I can feel the anger radiating from him.“You do realize that the only reason why I shut up is so that you could go back and clear up the unfinished business with Iron Thirst. You said you’d be right back. You promised!” He actually stomped his feet matching each syllable.
Dear God, don’t let him cry. Wet pages are so hard to deal with. “It’s not that I’ve forgotten you. You are very important to me.”
Through wet eyes, he says, “But, shouldn’t you write about us right now. While all the voices are still so clear. Think of the tone.”
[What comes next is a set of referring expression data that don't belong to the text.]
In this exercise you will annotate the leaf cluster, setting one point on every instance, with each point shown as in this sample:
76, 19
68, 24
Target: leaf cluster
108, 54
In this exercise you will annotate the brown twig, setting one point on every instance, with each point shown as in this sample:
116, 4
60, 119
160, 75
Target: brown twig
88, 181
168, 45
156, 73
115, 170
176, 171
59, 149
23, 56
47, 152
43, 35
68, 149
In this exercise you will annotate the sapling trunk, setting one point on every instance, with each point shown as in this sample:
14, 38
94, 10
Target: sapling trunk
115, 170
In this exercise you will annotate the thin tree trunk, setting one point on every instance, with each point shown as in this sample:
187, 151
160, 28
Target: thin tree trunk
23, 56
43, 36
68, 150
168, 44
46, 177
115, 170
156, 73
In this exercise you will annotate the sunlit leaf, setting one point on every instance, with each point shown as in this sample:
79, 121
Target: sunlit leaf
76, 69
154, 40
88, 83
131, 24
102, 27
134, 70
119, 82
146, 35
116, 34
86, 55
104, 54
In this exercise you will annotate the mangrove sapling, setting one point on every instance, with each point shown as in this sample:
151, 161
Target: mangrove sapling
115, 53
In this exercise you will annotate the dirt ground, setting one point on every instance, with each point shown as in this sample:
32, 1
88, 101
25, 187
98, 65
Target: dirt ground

“I plan on writing about Fee and Blake and Bristow for a long time. I have ideas for at least two more books. Complete outlines.”
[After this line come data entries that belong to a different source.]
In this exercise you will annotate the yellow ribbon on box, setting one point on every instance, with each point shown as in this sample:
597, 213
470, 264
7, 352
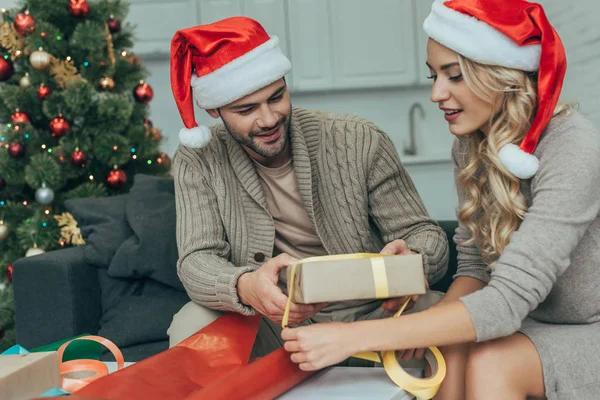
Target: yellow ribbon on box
425, 388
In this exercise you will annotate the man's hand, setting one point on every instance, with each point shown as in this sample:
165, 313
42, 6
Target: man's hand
399, 247
259, 290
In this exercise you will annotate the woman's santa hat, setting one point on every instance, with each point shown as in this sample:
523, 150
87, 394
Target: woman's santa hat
513, 34
220, 63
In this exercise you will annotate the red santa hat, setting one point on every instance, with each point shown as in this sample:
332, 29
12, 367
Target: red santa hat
218, 64
513, 34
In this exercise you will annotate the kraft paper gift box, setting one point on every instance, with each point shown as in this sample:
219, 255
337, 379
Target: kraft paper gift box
356, 278
25, 376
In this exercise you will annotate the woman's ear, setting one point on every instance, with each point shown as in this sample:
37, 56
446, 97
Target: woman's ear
213, 113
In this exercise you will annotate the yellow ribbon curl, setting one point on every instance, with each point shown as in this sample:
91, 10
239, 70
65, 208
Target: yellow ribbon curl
422, 388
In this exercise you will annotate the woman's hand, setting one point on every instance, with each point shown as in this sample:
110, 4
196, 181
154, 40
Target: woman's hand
321, 345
“So, are you bored with us?Is that it? Do you like this, this, Touch of Light better?”
Good grief. Books are just as sensitive and insecure as the writer. “All right, listen. Don’t be jealous of Touch of Light, I mean, that’s just a working title anyway. You have to take some responsibility for yourself.” He starts to interject, but I hold up my hand. “Let me finish. You can’t just blame it all on me. You shut down first. Say it was Iron Thirst, but you know as well as I do that if it was not perfect, you would never see the light of day.”
“So,” sniffles and wipes nose, “you’re saying that if I open up, if I talk—you’ll listen?”
“I owe you that.”
“Thank you.” He gives me a joyous hug.
So after a little tough love, we are all in agreement. We’ll see what happens.